Husein Mehmedov (Хюсеин Мехмедов) (25 January 1924 - 9 March 2014) was a Bulgarian wrestler of Turkish descent who competed in the 1956 Summer Olympics.

Husein Mekhmedov was of the Turkish minority in Bulgaria and was introduced to wrestling at a young age. Mehmedov competed at heavyweight his entire career and was equally strong at both styles of wrestling. He was selected for the Bulgarian national team in 1950 after his military service with the Bulgarian Army.
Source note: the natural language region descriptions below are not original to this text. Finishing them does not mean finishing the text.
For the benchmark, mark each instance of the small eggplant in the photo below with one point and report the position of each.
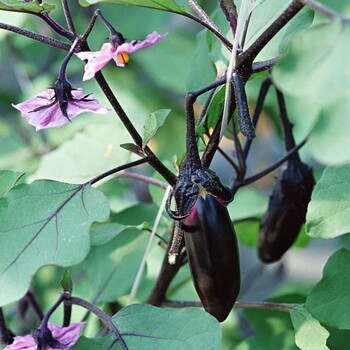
(287, 211)
(213, 256)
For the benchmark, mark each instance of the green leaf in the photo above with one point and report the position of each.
(44, 223)
(328, 213)
(329, 141)
(103, 233)
(165, 5)
(324, 63)
(339, 339)
(329, 300)
(341, 6)
(264, 13)
(90, 152)
(118, 263)
(154, 328)
(8, 180)
(96, 343)
(25, 6)
(309, 334)
(248, 203)
(154, 122)
(147, 327)
(280, 341)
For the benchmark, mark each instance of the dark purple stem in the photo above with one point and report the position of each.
(35, 36)
(106, 319)
(56, 27)
(68, 17)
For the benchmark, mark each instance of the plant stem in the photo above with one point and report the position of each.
(56, 27)
(106, 319)
(68, 16)
(166, 275)
(245, 60)
(287, 125)
(35, 36)
(30, 298)
(224, 40)
(142, 178)
(258, 109)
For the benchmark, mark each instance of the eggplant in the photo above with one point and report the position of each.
(286, 212)
(213, 255)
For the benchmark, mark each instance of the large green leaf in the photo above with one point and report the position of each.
(147, 327)
(25, 6)
(8, 179)
(165, 5)
(264, 13)
(324, 62)
(329, 300)
(329, 210)
(341, 6)
(44, 223)
(309, 334)
(118, 263)
(90, 152)
(329, 141)
(279, 341)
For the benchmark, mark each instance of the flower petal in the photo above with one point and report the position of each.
(25, 342)
(136, 45)
(41, 112)
(96, 60)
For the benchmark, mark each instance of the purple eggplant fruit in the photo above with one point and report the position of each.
(213, 256)
(287, 211)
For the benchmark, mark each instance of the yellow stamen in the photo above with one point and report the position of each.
(123, 57)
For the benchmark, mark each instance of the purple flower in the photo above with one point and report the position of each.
(57, 106)
(64, 335)
(116, 50)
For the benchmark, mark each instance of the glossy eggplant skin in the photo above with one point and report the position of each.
(213, 256)
(287, 211)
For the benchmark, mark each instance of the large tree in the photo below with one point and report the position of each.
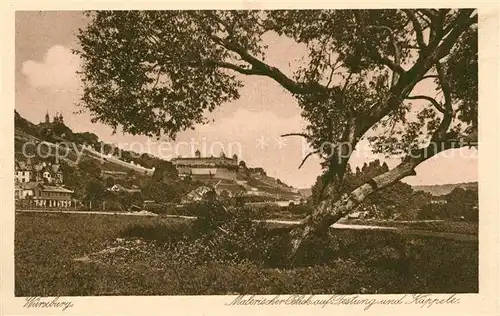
(159, 72)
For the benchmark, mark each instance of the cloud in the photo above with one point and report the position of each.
(56, 71)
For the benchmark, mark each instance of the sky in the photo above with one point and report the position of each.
(46, 81)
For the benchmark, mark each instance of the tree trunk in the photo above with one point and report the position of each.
(328, 212)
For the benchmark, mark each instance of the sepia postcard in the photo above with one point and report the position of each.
(252, 157)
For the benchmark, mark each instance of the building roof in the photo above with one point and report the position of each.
(45, 188)
(29, 185)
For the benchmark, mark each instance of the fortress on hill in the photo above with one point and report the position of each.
(221, 167)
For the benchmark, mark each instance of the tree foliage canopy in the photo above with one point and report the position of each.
(159, 72)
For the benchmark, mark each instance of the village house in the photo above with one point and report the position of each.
(51, 196)
(221, 167)
(23, 171)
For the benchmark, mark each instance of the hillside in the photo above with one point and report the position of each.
(443, 189)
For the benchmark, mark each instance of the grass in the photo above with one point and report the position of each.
(173, 261)
(459, 227)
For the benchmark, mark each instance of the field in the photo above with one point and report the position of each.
(132, 255)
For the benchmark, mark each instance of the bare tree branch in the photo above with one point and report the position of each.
(242, 70)
(395, 65)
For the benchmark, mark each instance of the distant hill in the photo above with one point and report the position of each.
(254, 182)
(443, 189)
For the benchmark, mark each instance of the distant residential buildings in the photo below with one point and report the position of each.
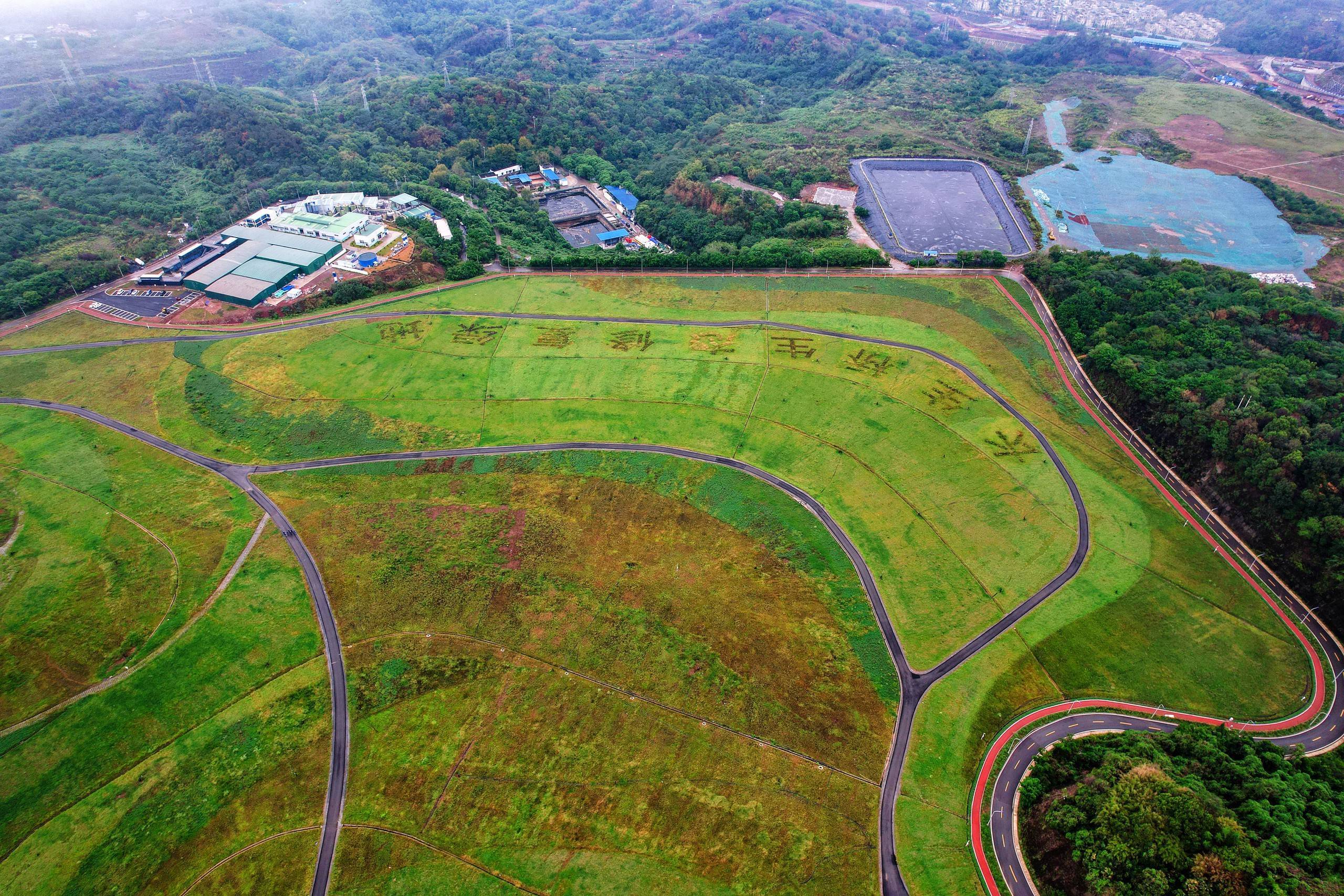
(1121, 16)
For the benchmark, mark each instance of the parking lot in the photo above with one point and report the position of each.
(562, 207)
(581, 236)
(144, 303)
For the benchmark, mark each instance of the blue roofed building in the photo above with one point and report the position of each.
(1158, 44)
(624, 196)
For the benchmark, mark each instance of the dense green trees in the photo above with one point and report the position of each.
(651, 96)
(1198, 812)
(1240, 385)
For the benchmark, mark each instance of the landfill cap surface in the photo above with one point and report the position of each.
(1136, 205)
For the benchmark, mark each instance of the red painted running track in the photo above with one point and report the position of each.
(1026, 722)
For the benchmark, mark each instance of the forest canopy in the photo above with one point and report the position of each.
(1240, 385)
(1198, 812)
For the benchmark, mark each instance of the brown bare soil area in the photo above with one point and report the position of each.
(1318, 176)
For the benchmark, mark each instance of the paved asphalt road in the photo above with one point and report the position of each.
(915, 684)
(1326, 734)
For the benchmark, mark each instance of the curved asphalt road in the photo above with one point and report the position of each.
(1064, 721)
(915, 684)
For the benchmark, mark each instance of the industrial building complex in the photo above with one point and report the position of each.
(258, 257)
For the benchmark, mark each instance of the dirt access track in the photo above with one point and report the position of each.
(1308, 172)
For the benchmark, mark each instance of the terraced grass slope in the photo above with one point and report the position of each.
(574, 671)
(104, 553)
(956, 513)
(954, 505)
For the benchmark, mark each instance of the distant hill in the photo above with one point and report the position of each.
(1301, 29)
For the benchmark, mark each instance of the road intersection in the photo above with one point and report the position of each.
(915, 684)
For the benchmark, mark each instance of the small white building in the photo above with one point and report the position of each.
(370, 234)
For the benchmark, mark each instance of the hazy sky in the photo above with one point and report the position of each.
(88, 14)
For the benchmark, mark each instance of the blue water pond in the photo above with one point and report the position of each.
(1135, 205)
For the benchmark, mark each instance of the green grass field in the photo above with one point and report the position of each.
(492, 605)
(953, 503)
(1246, 120)
(958, 513)
(112, 550)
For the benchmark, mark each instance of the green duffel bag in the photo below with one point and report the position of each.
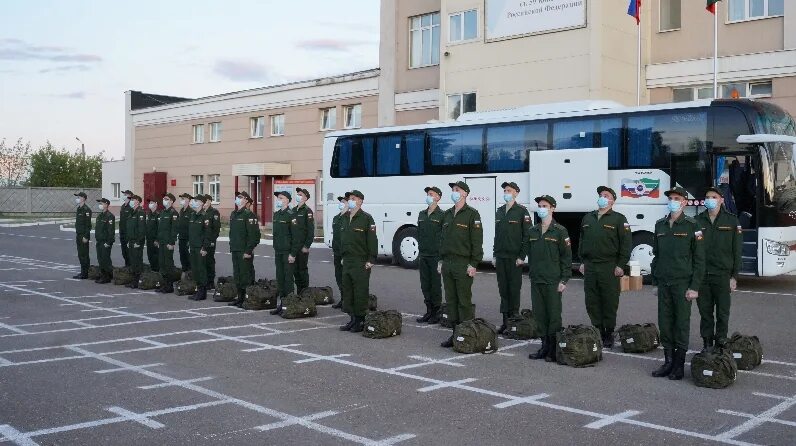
(225, 291)
(259, 298)
(521, 327)
(382, 324)
(122, 275)
(638, 338)
(295, 306)
(579, 346)
(713, 368)
(746, 350)
(150, 280)
(321, 295)
(475, 336)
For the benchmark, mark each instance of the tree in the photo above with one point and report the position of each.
(51, 167)
(14, 162)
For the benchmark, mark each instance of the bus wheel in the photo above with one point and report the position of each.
(406, 248)
(642, 253)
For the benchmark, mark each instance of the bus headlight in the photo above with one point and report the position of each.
(776, 248)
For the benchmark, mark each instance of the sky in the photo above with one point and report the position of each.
(65, 64)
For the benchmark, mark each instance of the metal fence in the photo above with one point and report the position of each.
(43, 200)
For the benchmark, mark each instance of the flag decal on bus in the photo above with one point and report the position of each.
(644, 187)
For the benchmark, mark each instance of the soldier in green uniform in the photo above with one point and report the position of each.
(550, 261)
(105, 235)
(152, 245)
(198, 241)
(124, 215)
(82, 234)
(359, 247)
(186, 214)
(429, 226)
(724, 236)
(677, 270)
(512, 228)
(461, 249)
(213, 217)
(244, 236)
(604, 250)
(136, 238)
(287, 246)
(306, 233)
(168, 227)
(337, 257)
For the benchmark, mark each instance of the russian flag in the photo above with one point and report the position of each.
(634, 10)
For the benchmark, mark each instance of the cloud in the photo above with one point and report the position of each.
(242, 71)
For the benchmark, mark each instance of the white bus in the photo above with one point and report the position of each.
(566, 150)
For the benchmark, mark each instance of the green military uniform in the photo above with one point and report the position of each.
(604, 244)
(152, 250)
(83, 231)
(105, 235)
(724, 236)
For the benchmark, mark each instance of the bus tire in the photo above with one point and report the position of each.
(406, 248)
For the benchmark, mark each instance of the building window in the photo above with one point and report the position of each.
(328, 118)
(198, 185)
(215, 131)
(353, 116)
(670, 15)
(215, 187)
(198, 134)
(460, 103)
(424, 33)
(740, 10)
(257, 126)
(277, 125)
(463, 26)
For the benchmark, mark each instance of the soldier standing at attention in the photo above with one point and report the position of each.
(550, 260)
(359, 249)
(105, 234)
(337, 229)
(136, 238)
(306, 233)
(124, 215)
(186, 214)
(512, 228)
(724, 235)
(677, 271)
(82, 234)
(429, 226)
(152, 245)
(604, 250)
(287, 246)
(244, 236)
(198, 241)
(461, 250)
(213, 220)
(167, 239)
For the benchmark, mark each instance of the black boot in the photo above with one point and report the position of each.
(678, 363)
(666, 368)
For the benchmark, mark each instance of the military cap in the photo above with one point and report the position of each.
(602, 189)
(511, 184)
(547, 198)
(462, 185)
(677, 190)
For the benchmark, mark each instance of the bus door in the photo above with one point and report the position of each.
(482, 197)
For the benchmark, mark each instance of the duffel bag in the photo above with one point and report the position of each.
(475, 336)
(746, 350)
(713, 368)
(579, 346)
(638, 338)
(382, 324)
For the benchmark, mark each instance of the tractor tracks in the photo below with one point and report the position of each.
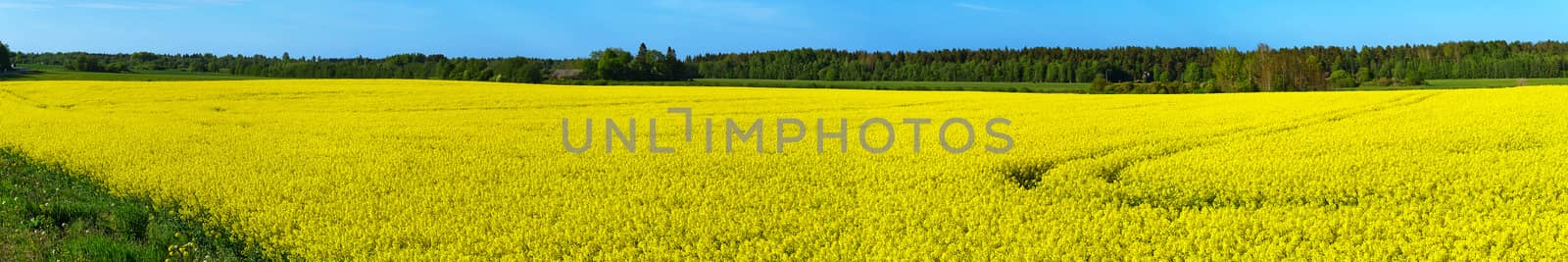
(1109, 164)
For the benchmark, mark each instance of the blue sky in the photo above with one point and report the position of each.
(564, 28)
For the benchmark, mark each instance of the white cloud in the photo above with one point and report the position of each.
(977, 7)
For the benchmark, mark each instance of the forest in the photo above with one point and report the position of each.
(603, 65)
(1115, 70)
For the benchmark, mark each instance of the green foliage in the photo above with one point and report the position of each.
(5, 57)
(1100, 83)
(1341, 79)
(642, 66)
(63, 217)
(1384, 81)
(1413, 80)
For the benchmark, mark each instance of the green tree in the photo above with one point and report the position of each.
(5, 57)
(1341, 79)
(1228, 70)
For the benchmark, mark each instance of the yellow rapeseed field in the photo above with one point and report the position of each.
(392, 170)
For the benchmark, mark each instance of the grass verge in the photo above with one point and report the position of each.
(55, 215)
(43, 73)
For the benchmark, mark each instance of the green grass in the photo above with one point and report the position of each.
(55, 215)
(59, 73)
(1005, 86)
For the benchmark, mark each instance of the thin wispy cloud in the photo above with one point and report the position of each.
(977, 7)
(117, 5)
(24, 5)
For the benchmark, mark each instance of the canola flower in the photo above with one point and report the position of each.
(413, 170)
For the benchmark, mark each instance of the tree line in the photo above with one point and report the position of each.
(5, 57)
(1220, 68)
(1115, 70)
(604, 65)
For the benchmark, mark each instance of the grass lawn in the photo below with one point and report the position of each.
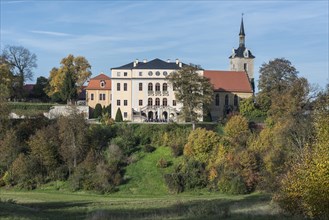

Mehmedov had a brief but successful international career. He first competed internationally at the 1955 World Student Games, winning gold in Greco-Roman heavyweight. In 1956, he won bronze in both Greco-Roman and freestyle at the World Cup and established himself as one of the medal contenders in both heavyweight styles at the 1956 Melbourne Olympics. At Melbourne, Mekhmedov won silver in freestyle, but had to withdraw from the Greco-Roman event days later after two bouts due to injury. In 1957, he won gold in freestyle and silver in Greco-Roman heavyweight at the World Student Games and later won bronze at the 1957 World Freestyle Wrestling Championships.

Mehmedov finished his competitive career in 1959. He then worked as a wrestling coach in Bulgaria until 1989, when he emigrated to Turkey. He settled in Istanbul, where he died in March 2014 at the age of 90.

Hussein Mehmedov was the father of Resmiye Şengüler, and the grandfather of Mehnur Çakır, Hatice Şengüler, Hüseyin Çakır, and Ata Nuh.